Arabs urge Powell to act
CASABLANCA, Morocco (AP) — Secretary of State Colin Powell came under Arab pressure Monday to do more to halt Israeli incursions that have deepened in the West Bank despite President Bush’s fresh call for a swift pullback. “I meant what I said,” the president declared in the United States.
The king of Morocco bluntly told Powell on the first stop of his peacemaking mission that U.S. officials should focus on a withdrawal, saying, “Don’t you think it was more important to go to Jerusalem first?”
In response, Powell demanded “a clear statement from Israel that they are beginning to withdraw” from Palestinian-held territories and “to do it now.”
Powell said he had spoken to Bush and “he is expecting action. He is expecting efforts on the part of the Israeli authorities to start bringing this operation to some conclusion.” Powell spoke outside the king’s palace in Agadir in southern Morocco.
He said he also had asked the king to counsel Palestinian leader Yasser Arafat to halt violence against Israelis. The secretary said he hopes to see Arafat later in the week.
In Casablanca, Powell was holding a critical meeting with Crown Prince Abdullah of Saudi Arabia, whose land-for-peace proposal to Israel has been overshadowed by Israel’s thrust into the West Bank and by the heated Arab response.

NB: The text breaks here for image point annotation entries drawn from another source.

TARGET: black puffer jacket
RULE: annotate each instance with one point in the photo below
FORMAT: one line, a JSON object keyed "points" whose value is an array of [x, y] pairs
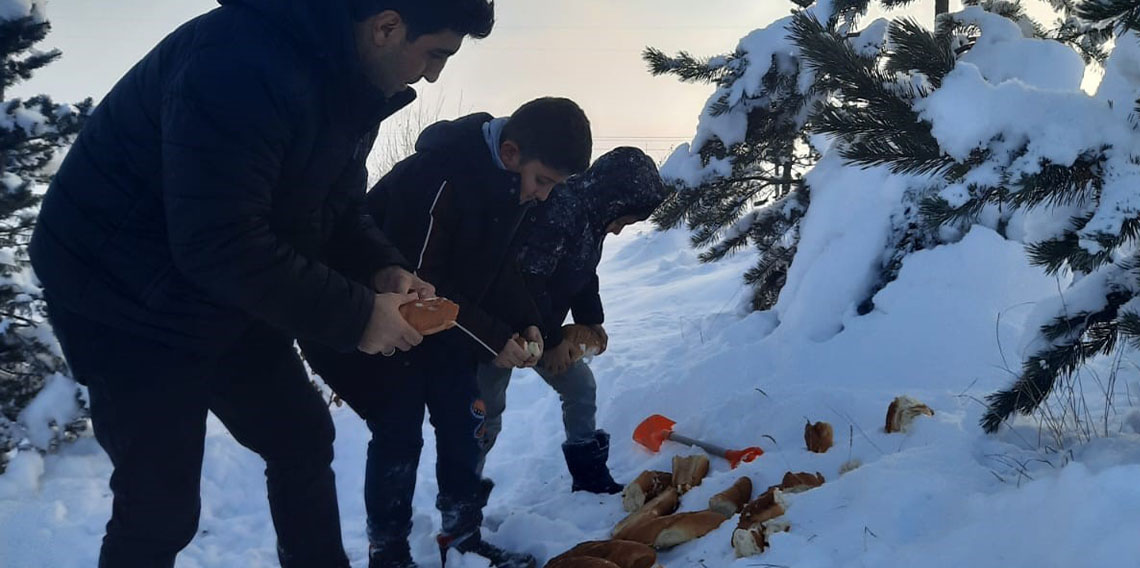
{"points": [[456, 216], [563, 245], [222, 181]]}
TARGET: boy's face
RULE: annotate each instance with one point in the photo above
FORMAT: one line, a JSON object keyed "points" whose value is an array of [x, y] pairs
{"points": [[537, 179], [616, 226], [391, 62]]}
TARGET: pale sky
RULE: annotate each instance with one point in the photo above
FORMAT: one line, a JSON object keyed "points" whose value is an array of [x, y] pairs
{"points": [[588, 50]]}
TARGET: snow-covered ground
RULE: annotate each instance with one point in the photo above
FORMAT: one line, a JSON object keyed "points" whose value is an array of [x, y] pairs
{"points": [[946, 332]]}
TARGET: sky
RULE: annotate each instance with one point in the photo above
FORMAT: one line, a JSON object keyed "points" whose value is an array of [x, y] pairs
{"points": [[588, 50]]}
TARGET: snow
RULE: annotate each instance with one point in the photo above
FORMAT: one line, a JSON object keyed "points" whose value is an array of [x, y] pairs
{"points": [[16, 9], [54, 405], [952, 327], [945, 332]]}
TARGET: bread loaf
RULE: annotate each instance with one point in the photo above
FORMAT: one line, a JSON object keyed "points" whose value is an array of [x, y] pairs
{"points": [[902, 413], [661, 505], [621, 553], [648, 485], [732, 500], [431, 315], [674, 529], [801, 481], [819, 437]]}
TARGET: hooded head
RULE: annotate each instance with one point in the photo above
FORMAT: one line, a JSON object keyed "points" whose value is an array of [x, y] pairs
{"points": [[621, 185]]}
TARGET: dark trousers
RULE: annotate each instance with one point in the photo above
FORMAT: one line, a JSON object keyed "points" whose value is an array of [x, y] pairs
{"points": [[148, 408], [429, 378]]}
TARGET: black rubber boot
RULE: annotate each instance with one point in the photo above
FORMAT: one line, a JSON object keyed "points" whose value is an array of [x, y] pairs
{"points": [[474, 544], [586, 462], [392, 556]]}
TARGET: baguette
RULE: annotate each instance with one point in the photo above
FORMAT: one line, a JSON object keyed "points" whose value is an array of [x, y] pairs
{"points": [[732, 500], [648, 485], [621, 553]]}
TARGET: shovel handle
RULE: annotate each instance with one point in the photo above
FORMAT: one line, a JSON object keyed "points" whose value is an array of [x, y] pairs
{"points": [[713, 448], [734, 456]]}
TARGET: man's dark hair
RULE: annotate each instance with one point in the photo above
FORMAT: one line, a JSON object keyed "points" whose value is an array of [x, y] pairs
{"points": [[473, 18], [554, 131]]}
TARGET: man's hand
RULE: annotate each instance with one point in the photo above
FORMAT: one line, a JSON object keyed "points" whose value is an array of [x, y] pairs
{"points": [[536, 337], [512, 355], [601, 334], [559, 359], [397, 280], [387, 331]]}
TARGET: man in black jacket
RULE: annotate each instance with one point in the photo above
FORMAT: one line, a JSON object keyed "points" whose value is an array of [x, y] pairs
{"points": [[559, 259], [455, 209], [210, 213]]}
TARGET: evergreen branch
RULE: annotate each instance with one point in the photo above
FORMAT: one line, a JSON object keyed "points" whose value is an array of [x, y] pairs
{"points": [[685, 66], [915, 49], [1124, 14], [1094, 333]]}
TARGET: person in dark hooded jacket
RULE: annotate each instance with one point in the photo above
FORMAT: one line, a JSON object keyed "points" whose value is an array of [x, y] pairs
{"points": [[456, 208], [559, 259], [209, 214]]}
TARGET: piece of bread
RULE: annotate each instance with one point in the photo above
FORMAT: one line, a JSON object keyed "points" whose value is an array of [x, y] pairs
{"points": [[431, 315], [623, 553], [819, 437], [641, 491], [764, 508], [674, 529], [531, 347], [732, 500], [749, 542], [689, 471], [588, 341], [902, 413], [661, 505], [800, 483], [581, 562]]}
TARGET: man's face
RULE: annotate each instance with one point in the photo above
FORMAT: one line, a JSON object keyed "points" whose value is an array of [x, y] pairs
{"points": [[537, 179], [391, 62]]}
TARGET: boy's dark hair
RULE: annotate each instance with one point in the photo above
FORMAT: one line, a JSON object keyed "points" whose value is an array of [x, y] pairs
{"points": [[473, 18], [554, 131]]}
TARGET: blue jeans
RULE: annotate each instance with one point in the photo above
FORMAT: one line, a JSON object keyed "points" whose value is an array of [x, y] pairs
{"points": [[576, 387], [447, 390]]}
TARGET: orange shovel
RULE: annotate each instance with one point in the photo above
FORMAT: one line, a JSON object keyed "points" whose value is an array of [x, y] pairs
{"points": [[656, 429]]}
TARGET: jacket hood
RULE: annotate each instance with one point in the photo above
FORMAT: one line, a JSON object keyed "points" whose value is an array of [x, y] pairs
{"points": [[463, 136], [623, 181], [571, 224]]}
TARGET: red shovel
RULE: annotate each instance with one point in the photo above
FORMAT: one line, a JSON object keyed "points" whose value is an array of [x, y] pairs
{"points": [[656, 429]]}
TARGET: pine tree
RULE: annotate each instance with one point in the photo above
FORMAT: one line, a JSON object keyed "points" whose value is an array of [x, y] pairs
{"points": [[32, 132], [1101, 256]]}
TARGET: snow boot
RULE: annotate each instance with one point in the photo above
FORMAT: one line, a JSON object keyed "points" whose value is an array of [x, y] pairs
{"points": [[586, 462], [393, 556], [474, 544]]}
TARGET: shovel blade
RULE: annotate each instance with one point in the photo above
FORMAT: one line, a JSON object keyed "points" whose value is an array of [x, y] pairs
{"points": [[653, 431]]}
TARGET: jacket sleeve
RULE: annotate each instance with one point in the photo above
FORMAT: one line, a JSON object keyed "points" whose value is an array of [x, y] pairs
{"points": [[586, 305], [226, 127], [357, 248]]}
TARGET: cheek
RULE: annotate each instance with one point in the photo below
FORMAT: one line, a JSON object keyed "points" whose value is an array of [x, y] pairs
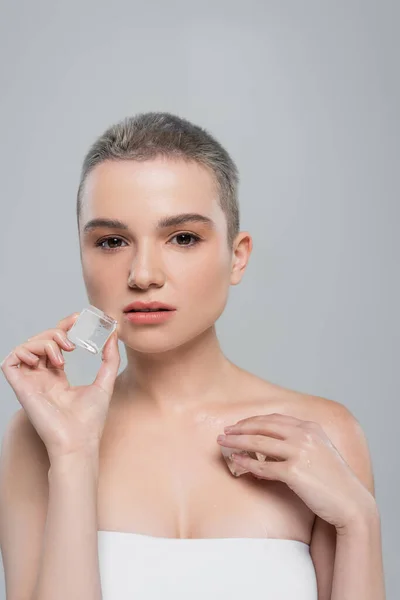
{"points": [[207, 282]]}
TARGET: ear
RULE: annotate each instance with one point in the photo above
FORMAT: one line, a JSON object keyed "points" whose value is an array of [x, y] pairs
{"points": [[242, 248]]}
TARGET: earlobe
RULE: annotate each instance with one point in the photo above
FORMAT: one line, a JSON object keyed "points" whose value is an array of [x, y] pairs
{"points": [[240, 257]]}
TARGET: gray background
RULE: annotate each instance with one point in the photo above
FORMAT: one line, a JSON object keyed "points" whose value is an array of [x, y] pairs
{"points": [[305, 96]]}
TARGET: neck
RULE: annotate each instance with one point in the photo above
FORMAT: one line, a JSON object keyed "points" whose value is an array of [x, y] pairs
{"points": [[178, 380]]}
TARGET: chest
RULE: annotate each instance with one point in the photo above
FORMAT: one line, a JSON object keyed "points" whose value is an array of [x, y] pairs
{"points": [[175, 483]]}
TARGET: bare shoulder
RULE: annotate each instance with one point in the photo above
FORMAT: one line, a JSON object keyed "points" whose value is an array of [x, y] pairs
{"points": [[26, 441], [336, 420]]}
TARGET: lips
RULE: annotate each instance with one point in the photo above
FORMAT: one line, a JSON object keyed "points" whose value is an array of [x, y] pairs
{"points": [[148, 307]]}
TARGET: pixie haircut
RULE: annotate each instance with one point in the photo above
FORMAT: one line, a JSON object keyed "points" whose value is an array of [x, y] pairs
{"points": [[148, 135]]}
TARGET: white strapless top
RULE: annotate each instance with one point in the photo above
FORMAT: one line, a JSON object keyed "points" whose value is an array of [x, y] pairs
{"points": [[134, 566]]}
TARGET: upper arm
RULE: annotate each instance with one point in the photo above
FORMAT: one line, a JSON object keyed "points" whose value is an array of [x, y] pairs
{"points": [[347, 436], [24, 466]]}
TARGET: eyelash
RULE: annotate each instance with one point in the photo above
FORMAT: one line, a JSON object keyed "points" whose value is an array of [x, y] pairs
{"points": [[114, 237]]}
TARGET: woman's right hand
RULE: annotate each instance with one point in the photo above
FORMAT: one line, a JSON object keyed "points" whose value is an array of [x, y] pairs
{"points": [[68, 419]]}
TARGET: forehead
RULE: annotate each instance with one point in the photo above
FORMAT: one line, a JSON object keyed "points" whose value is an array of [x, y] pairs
{"points": [[160, 186]]}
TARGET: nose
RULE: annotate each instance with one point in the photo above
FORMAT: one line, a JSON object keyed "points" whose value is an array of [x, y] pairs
{"points": [[146, 270]]}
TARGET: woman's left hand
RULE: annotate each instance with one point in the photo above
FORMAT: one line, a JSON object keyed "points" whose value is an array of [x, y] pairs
{"points": [[307, 462]]}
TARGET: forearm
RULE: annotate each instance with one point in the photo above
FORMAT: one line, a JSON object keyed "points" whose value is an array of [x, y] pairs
{"points": [[358, 570], [69, 566]]}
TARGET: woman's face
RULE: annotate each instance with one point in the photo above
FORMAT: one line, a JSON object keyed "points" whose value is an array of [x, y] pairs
{"points": [[188, 266]]}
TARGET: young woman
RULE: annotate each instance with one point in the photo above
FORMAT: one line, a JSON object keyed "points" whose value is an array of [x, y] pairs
{"points": [[120, 489]]}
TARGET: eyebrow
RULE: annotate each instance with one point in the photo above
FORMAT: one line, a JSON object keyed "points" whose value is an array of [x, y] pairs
{"points": [[163, 223]]}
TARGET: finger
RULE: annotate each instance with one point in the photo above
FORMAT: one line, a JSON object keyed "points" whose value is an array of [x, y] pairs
{"points": [[49, 349], [273, 428], [57, 335], [278, 471], [108, 371], [269, 418], [62, 327], [257, 443]]}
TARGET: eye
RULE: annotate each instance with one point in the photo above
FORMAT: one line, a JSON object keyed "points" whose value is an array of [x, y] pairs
{"points": [[186, 235], [101, 242]]}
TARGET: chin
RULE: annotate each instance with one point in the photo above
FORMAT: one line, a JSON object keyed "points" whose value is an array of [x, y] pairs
{"points": [[148, 342]]}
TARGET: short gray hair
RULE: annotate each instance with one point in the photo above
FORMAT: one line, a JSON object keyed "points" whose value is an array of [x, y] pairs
{"points": [[148, 135]]}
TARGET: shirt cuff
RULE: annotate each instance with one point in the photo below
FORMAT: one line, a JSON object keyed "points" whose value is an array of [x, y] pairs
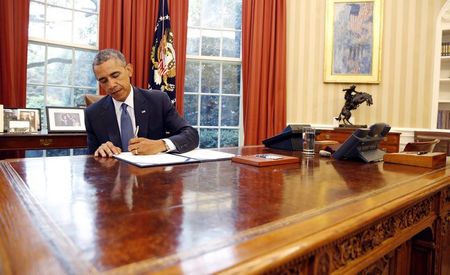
{"points": [[169, 144]]}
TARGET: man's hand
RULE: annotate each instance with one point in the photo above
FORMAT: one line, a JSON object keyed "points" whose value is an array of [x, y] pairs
{"points": [[107, 149], [143, 146]]}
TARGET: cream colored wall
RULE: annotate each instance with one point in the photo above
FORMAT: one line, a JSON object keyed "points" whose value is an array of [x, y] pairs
{"points": [[402, 99]]}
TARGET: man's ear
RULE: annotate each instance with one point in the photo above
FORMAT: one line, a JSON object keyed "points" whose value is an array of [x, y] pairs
{"points": [[129, 68]]}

Israel’s unyielding military presence is having “a significant and severe” impact, Powell said. “We have a very difficult situation in front of us. We want to see this operation brought to an end as soon as possible.”
Mohammed, the first leader to meet with Powell as the secretary began a trip aimed at halting the violence between Israelis and Palestinians, assured Powell that Morocco will be ready to act on Abdullah’s proposal “without any prior conditions” as soon as Israeli troops withdraw from the West Bank and free Arafat from confinement in Ramallah.
In Knoxville, Tenn., Bush said Mideast peace will require leadership by both sides, as Powell was urging Arabs to help him get a cease-fire and start Israel and the Palestinians toward peacemaking.
“The United States is firmly committed to achieving peace,” Bush said. “I meant what I said about withdrawal without delay, and I mean what I say when I call upon the Arab world to strongly condemn against terrorist activities.”
Also yesterday, special envoy Anthony Zinni met with Israeli Prime Minister Ariel Sharon and restated demands for an immediate withdrawal from the Palestinian territories.
Powell acknowledged Israel’s right to self-defense, adding, “But Israel also has to take into account the implication of its actions.”
Mohammed, long viewed as a moderating force in Israeli-Palestinian relations, urged Powell to spare no effort in seeking withdrawal.
When the king asked Powell why he didn’t go to Jerusalem first, the secretary responded that “we considered all options” but he wanted to go to Spain Wednesday to meet with European ministers before going to Jerusalem to hold talks with both Israelis and Palestinians.
The Moroccan king, speaking in English during a photo session, told Powell, “I wish you luck, because it is going to be difficult.”
Powell nodded his head slightly and acknowledged, “It is going to be difficult.”
Jordan’s King Abdullah, in an interview with CBS, said Powell must meet with Arafat or “it will show the Palestinian people and the Arab people that there is an unbalanced approach to dealing with the Israeli-Palestinian issue.”
Mohammed reminded Powell, who is seeking to swing moderate leaders behind U.S. peacemaking efforts, that Morocco is a member of a committee in charge of activating the peace initiative adopted recently by the Arab League, the royal palace said in a statement.
The palace statement said Mohammed reiterated Morocco’s “total condemnation of the deliberate Israeli military invasion” of Palestinian territories and “adamantly denounced the siege imposed on President Arafat and his collaborators.”